Читать книгу Musculoskeletal Disorders - Sean Gallagher - Страница 103

According to their anatomical shape, bones are classified into four general categories: long, short, flat, and irregular bones. We will focus here on long bones. Long bones have two extremities (epiphyses), a cylindrical tube in the middle (diaphysis, also known as shaft of the bone), and a transitional zone between them (metaphyses) (Figure 3.18). The epiphysis is the expanded end of the bone that is covered by articular cartilage. The metaphysis is the junctional region between the epiphysis and the diaphysis and includes the growth plate (physis). The diaphysis is the shaft of long bones and is located in the region between metaphyses. The growth plate is a zone of endochondral ossification (cartilage‐to‐bone conversion) that mediates growth in bone length in an actively growing cartilage‐to‐bone region (Yang, 2010).

Bone tissue can also be classified by texture, matrix arrangement, maturity, or developmental origin (Yang, 2010). There are two main subtypes of bone: cortical and trabecular bone. Both types are chemically identical, but differ in terms of their structure, arrangement, and cell density. Approximately 80% of bone is cortical bone, with the remainder as trabecular bone (Carter & Hayes, 1977).

Trabecular bone (also known as cancellous or spongy bone) has numerous cavities (Figure 3.18). It is found mainly at the ends of many long bones and in areas like the ears and nose (Cooper, Milgram, & Robinson, 1966). Individual trabeculae are extensively connected and are oriented along the lines of mechanical stress on the bone in question. Trabecular bone is more metabolically active than cortical bone because of its much larger surface area for remodeling.

Cortical bone is dense in texture with few or no cavities, although it does contain pores for blood vessels, for example (Figures 3.18 and 3.19). Cortical bone is typically seen as the hard outer shell that surrounds trabecular bone or the centrally located marrow cavity. It is surrounded externally and internally by a periosteum and endosteum, respectively (Yang, 2010). Cortical bone is organized into Haversian systems or osteons (Figure 3.19), in which the lamellae are concentrically organized around a vascular canal, the Haversian canal. The blood supply of cortical bone enters from the periosteum via Volkmann canals, which also connect Haversian canals with each other (Brooks, 1963).

Lamellar bone is mature bone in which collagen fibers are arranged in parallel. It is located in both trabecular bone and cortical bone, the latter concentrically organized around a vascular canal.

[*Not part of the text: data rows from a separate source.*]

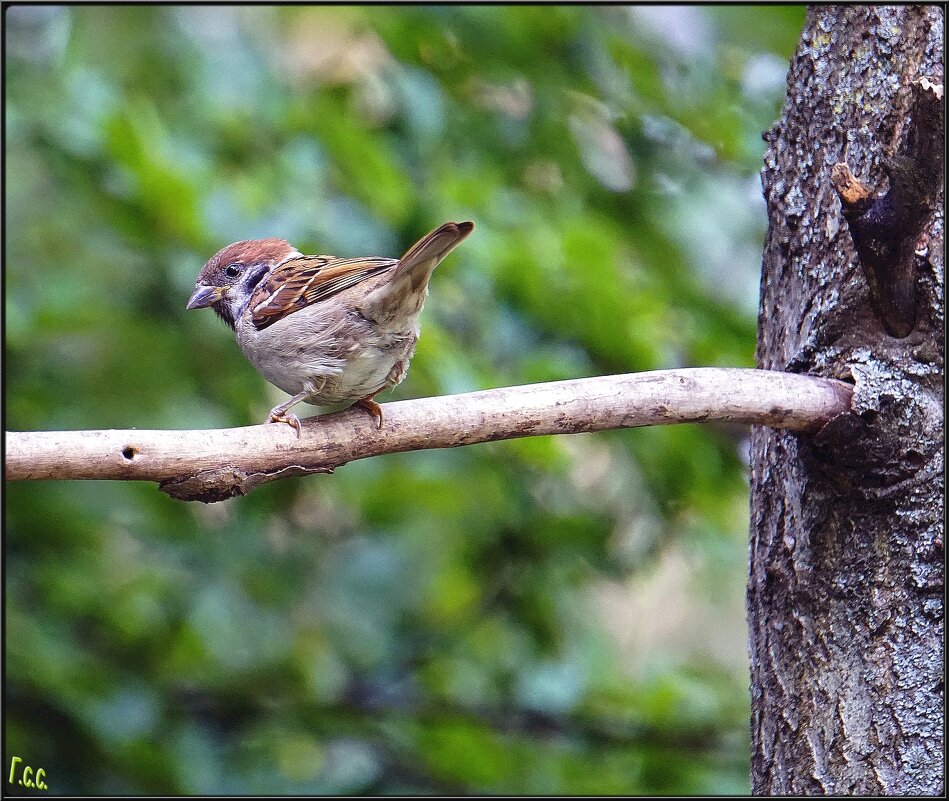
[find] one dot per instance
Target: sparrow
(323, 329)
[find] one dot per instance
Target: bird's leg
(279, 414)
(372, 407)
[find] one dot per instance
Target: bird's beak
(205, 295)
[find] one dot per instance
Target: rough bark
(845, 596)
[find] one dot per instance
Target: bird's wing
(305, 280)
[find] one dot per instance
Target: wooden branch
(221, 463)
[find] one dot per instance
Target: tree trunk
(845, 596)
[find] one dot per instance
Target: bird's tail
(404, 293)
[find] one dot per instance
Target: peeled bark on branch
(218, 464)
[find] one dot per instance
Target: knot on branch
(886, 227)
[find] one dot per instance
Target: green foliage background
(552, 615)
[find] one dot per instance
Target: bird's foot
(373, 408)
(280, 416)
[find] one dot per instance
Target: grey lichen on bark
(846, 585)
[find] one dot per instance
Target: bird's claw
(373, 408)
(276, 416)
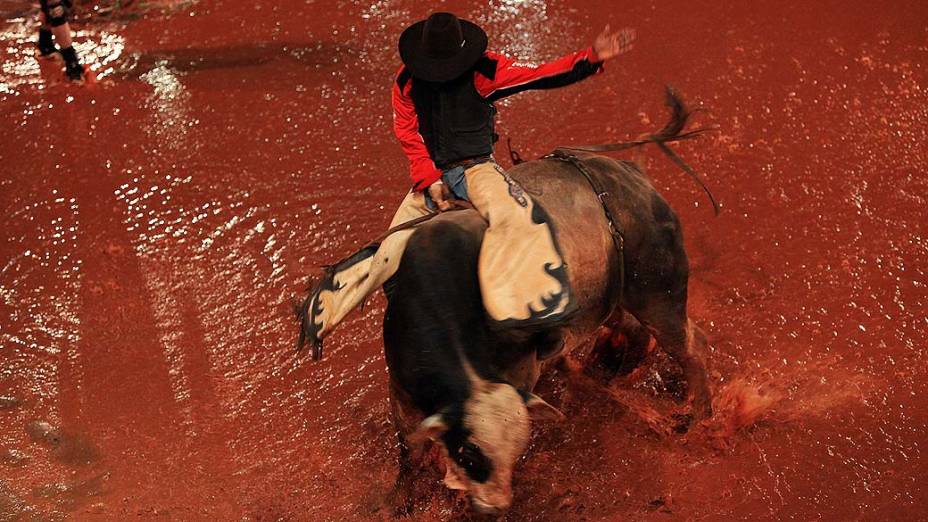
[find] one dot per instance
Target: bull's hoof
(681, 422)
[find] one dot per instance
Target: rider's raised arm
(510, 77)
(422, 169)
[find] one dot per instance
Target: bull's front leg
(412, 458)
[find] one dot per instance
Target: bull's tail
(673, 130)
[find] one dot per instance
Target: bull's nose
(486, 509)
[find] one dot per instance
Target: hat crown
(442, 36)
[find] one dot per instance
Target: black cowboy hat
(442, 48)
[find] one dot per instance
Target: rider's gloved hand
(440, 195)
(609, 45)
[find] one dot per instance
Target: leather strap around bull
(618, 239)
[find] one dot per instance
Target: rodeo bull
(464, 381)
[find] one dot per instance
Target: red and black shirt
(439, 124)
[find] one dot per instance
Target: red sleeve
(422, 169)
(511, 76)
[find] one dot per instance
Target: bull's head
(483, 439)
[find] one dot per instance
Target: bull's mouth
(483, 508)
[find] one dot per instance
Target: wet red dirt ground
(157, 225)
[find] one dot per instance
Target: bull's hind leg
(677, 336)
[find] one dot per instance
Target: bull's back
(582, 232)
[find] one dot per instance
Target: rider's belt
(469, 162)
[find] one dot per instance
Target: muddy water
(157, 224)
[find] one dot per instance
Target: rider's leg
(523, 278)
(347, 285)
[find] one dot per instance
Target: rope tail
(672, 131)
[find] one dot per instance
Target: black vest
(454, 120)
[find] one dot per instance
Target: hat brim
(431, 69)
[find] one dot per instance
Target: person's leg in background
(55, 15)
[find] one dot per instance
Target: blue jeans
(456, 183)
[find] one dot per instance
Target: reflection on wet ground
(156, 226)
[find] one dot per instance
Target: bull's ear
(431, 428)
(539, 410)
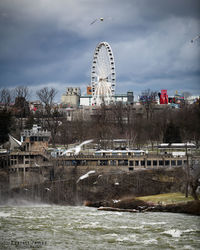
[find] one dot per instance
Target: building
(86, 100)
(35, 139)
(72, 97)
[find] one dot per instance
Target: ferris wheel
(103, 77)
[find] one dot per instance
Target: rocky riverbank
(136, 205)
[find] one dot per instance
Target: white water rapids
(65, 227)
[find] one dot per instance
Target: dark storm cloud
(46, 42)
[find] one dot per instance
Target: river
(40, 226)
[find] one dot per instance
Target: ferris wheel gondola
(103, 76)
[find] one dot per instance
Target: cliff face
(73, 185)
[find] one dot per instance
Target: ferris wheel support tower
(103, 77)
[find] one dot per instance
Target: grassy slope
(166, 198)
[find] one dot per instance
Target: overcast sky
(51, 43)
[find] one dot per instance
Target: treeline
(142, 124)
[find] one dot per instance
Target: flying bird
(97, 19)
(195, 38)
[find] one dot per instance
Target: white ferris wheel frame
(103, 77)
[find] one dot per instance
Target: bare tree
(148, 99)
(52, 116)
(21, 95)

Figure 3.18 The organization of long bones. (a) Three‐dimensional micro computed tomographic image of a rat’s radius and ulna bones at the level of the wrist. (b) Staining a section of the radius with safranin O (Saf O) shows the location of cartilage in the epiphyseal plate (growth plate) and trabecular bone). (c) Hematoxylin and eosin staining showing the location of the growth plate proximal to the epiphysis, trabecular bone within the bone marrow region, and denser cortical bone on the outer edge of the bone. (d) Von Kossa staining of calcified trabecular and cortical bone.

Figure 3.19 Osteons in cortical bone. (a) The osteocytes canaliculi are visible in the osteon. (b) Complete osteons (complete circles) and partial osteons left from past remodeling events are shown.